The Supreme Court of Georgia recently held that stigma damages are potentially covered under a property insurance policy, leading to the possibility that the property insurer could pursue such damages in a subrogation action. Royal Capital Development LLC v. Maryland Casualty Company, 291 Ga. 262, 728 S.E.2d 234 (Ga. 2012).

In Royal Capital, the insured owned an eight-story commercial building in Atlanta. In 2003, the insured purchased an insurance policy from Maryland Casualty to insure the building. Construction damage on an adjacent property caused physical damage to the insured’s building. The insured submitted a claim to Maryland Casualty, seeking both (1) the cost to repair the damage and (2) the diminution in the market value of the property resulting from the stigma of the building’s past physical damage, even after all repairs had been made. Maryland Casualty agreed to pay the insured $1,132,072.96 as compensation for the estimated costs to repair the property, but refused to acknowledge responsibility for the alleged diminution in the value of the property.

In reaching its decision that an insurer could be responsible for both diminution in value and cost of repairs, the Court recognized that “cost of repair and diminution in value can be alternative, although often interchangeable, measures of damages with respect to real property.” In some circumstances, it may be appropriate to award a combination of both damages in order to make the insured whole. “In such cases, notwithstanding remedial measures undertaken by the injured party, there remains a diminution in value of the property, and an award of only the costs of remedying the defects will not fully compensate the injured party.” (quoting Thurmond & Associates v.

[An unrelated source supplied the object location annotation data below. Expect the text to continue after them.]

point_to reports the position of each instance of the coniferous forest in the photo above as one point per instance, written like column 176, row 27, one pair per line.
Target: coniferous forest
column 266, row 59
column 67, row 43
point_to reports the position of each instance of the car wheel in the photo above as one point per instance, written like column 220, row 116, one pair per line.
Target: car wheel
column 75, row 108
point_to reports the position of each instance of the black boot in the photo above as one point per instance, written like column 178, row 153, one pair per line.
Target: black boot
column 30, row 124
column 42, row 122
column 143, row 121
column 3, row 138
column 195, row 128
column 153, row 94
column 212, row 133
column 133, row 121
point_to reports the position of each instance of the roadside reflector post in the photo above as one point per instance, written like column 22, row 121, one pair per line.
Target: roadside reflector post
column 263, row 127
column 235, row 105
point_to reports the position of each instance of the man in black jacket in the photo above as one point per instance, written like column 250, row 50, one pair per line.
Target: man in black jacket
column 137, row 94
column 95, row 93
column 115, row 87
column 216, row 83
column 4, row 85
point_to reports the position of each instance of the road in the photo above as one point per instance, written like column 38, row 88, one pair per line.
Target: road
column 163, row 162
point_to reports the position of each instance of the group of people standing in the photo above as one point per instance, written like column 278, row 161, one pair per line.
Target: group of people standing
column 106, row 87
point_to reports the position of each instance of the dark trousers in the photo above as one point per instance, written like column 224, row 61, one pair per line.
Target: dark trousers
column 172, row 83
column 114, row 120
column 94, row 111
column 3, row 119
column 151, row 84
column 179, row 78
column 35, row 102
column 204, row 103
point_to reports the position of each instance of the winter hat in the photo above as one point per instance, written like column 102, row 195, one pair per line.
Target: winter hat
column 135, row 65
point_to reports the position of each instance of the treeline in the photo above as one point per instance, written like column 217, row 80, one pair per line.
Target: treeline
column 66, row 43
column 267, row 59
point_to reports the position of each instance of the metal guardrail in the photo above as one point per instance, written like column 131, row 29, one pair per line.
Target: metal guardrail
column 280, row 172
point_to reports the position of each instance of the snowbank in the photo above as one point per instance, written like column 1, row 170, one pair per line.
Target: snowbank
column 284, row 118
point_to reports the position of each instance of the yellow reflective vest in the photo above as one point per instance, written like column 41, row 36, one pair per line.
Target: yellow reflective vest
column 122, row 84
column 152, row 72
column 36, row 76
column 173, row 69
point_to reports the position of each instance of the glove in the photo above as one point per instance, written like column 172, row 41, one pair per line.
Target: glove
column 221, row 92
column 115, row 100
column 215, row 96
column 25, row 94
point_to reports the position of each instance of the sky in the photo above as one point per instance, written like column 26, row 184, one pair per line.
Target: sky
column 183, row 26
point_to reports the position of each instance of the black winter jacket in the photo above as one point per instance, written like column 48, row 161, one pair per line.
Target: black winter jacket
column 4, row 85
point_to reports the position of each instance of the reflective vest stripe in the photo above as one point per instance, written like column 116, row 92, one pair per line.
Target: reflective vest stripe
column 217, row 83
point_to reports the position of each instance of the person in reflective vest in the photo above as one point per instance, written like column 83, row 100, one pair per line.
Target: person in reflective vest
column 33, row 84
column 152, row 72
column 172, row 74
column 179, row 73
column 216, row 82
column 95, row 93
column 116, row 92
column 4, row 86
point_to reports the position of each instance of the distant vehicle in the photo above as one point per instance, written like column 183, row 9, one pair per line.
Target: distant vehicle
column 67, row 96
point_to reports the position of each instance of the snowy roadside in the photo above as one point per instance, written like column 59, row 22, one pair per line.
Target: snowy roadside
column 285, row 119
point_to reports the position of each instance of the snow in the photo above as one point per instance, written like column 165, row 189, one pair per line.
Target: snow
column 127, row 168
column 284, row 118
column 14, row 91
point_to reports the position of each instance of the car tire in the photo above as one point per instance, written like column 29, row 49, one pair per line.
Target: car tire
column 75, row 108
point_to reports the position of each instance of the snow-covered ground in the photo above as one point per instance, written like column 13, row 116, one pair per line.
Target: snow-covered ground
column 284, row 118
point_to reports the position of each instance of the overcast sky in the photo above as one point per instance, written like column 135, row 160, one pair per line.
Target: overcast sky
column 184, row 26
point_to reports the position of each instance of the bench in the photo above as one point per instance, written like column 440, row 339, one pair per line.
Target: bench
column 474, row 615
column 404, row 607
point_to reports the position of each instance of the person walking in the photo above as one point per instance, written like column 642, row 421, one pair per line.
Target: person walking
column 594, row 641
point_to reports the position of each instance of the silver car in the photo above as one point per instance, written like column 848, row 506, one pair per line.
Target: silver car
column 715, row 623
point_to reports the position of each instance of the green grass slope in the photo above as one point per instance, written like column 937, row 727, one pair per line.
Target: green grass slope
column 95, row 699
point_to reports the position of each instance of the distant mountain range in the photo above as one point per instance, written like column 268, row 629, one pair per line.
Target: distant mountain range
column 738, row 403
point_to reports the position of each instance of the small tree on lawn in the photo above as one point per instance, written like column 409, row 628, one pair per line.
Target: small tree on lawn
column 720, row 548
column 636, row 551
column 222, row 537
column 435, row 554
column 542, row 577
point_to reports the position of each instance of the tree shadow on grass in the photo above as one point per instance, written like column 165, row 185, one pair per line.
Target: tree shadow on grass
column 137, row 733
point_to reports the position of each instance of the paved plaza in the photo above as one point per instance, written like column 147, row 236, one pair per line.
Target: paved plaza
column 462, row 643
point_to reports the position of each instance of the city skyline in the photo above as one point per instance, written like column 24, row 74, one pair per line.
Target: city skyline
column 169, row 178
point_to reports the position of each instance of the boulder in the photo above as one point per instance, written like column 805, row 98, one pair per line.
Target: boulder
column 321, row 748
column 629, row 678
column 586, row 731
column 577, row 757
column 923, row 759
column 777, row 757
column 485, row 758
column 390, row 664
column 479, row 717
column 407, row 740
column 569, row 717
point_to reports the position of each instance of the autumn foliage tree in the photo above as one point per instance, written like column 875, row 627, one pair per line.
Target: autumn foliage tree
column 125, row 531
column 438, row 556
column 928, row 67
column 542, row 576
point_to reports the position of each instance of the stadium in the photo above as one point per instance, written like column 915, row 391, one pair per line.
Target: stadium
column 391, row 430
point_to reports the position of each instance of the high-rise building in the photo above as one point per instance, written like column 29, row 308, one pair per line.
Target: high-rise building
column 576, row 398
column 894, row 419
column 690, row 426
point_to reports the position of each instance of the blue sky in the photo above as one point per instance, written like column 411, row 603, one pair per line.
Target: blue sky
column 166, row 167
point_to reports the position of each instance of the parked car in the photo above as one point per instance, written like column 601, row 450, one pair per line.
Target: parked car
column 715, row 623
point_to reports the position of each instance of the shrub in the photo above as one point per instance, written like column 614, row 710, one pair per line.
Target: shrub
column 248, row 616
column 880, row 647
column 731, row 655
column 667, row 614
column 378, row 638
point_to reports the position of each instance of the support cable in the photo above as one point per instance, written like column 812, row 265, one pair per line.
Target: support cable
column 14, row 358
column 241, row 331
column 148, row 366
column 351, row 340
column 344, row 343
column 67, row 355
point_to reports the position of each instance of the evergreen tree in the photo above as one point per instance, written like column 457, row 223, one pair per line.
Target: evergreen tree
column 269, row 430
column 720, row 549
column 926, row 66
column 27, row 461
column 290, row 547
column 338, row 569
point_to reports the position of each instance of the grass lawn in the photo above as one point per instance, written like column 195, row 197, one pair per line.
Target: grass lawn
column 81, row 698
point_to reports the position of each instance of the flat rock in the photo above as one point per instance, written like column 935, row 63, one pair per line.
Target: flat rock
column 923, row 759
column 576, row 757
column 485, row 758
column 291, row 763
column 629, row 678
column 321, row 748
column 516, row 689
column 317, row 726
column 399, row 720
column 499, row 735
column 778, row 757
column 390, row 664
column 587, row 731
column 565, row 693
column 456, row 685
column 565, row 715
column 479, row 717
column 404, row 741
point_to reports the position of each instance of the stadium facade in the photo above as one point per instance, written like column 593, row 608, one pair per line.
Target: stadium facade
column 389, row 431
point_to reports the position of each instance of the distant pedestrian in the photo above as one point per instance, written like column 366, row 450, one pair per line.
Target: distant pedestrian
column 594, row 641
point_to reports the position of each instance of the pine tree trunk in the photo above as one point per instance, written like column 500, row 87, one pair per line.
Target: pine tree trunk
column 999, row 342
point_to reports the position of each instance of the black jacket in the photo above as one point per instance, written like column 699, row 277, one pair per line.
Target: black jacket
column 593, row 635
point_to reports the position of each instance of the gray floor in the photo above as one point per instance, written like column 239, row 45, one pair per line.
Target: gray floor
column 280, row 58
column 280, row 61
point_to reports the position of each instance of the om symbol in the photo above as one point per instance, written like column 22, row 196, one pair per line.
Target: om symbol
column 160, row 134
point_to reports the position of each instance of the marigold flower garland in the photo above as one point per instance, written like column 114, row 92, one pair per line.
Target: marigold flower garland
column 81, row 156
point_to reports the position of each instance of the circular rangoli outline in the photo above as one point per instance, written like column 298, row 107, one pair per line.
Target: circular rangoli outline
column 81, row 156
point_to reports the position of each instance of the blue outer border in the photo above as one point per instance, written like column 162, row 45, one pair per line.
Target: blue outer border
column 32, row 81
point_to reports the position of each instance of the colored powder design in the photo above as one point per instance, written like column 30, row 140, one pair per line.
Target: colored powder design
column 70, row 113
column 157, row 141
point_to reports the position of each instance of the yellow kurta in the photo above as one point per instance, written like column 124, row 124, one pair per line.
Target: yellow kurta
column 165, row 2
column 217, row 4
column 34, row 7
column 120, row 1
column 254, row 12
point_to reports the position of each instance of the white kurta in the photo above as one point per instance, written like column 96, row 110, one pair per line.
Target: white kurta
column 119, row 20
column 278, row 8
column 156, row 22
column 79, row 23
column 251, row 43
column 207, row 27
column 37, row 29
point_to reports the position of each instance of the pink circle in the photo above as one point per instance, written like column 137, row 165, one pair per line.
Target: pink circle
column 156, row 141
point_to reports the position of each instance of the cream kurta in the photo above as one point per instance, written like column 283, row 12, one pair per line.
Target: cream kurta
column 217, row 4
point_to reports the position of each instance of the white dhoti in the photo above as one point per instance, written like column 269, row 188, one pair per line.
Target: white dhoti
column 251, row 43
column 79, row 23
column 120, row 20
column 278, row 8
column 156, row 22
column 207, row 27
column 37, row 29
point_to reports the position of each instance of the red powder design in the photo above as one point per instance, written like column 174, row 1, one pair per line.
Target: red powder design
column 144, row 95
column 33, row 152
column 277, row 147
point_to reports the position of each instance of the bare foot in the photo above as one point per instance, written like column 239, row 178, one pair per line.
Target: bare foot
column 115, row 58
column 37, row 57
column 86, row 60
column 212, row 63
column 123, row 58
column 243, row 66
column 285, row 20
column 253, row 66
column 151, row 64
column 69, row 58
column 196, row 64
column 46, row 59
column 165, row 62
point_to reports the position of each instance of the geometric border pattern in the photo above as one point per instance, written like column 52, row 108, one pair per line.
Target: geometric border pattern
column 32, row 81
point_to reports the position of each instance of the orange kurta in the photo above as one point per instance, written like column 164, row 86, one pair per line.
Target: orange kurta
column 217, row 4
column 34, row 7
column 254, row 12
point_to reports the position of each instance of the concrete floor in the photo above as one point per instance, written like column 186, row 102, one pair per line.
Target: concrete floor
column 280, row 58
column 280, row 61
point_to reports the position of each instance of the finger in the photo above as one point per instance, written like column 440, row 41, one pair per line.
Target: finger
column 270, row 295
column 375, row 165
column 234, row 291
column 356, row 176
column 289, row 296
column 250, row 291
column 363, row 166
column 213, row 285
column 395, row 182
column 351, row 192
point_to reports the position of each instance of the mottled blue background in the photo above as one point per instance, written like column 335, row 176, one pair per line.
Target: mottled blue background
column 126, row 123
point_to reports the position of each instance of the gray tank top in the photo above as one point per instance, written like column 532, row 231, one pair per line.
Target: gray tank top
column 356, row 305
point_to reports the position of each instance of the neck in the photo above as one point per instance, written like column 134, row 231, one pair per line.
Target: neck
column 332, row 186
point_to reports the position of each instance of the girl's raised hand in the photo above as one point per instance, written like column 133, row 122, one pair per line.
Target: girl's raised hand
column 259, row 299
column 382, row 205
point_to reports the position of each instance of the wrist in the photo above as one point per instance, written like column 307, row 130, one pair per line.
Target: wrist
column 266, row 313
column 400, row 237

Kennedy, 668 S.E.2d 666 (Ga. 2008)).

The Court did not answer the ultimate question of whether the policy at issue covered stigma damages. Rather, the Court stated: “whether damages for diminution of value are recoverable under [the insured’s] contract depends on the specific language of the contract itself and can be resolved through application of the general rules of contract construction.” The case is currently on remand to the District Court for the Northern District of Georgia.

Despite the Court’s decision in Royal Capital, the ability of a property owner (and an insurer as subrogee of the property owner) to recover stigma damages is far from clearly established. In general, stigma damage refers to some loss in a property’s market value caused by a public perception of a risk associated with the property. Stigma damage occurs when potential buyers of property fear that a disclosed problem may recur even after the problem has been repaired, and consequently demand a lower price for the property. In such circumstances, the property owner seeks to recover the difference between the market value of the property before the damage and the market value of the property after the damage has been repaired.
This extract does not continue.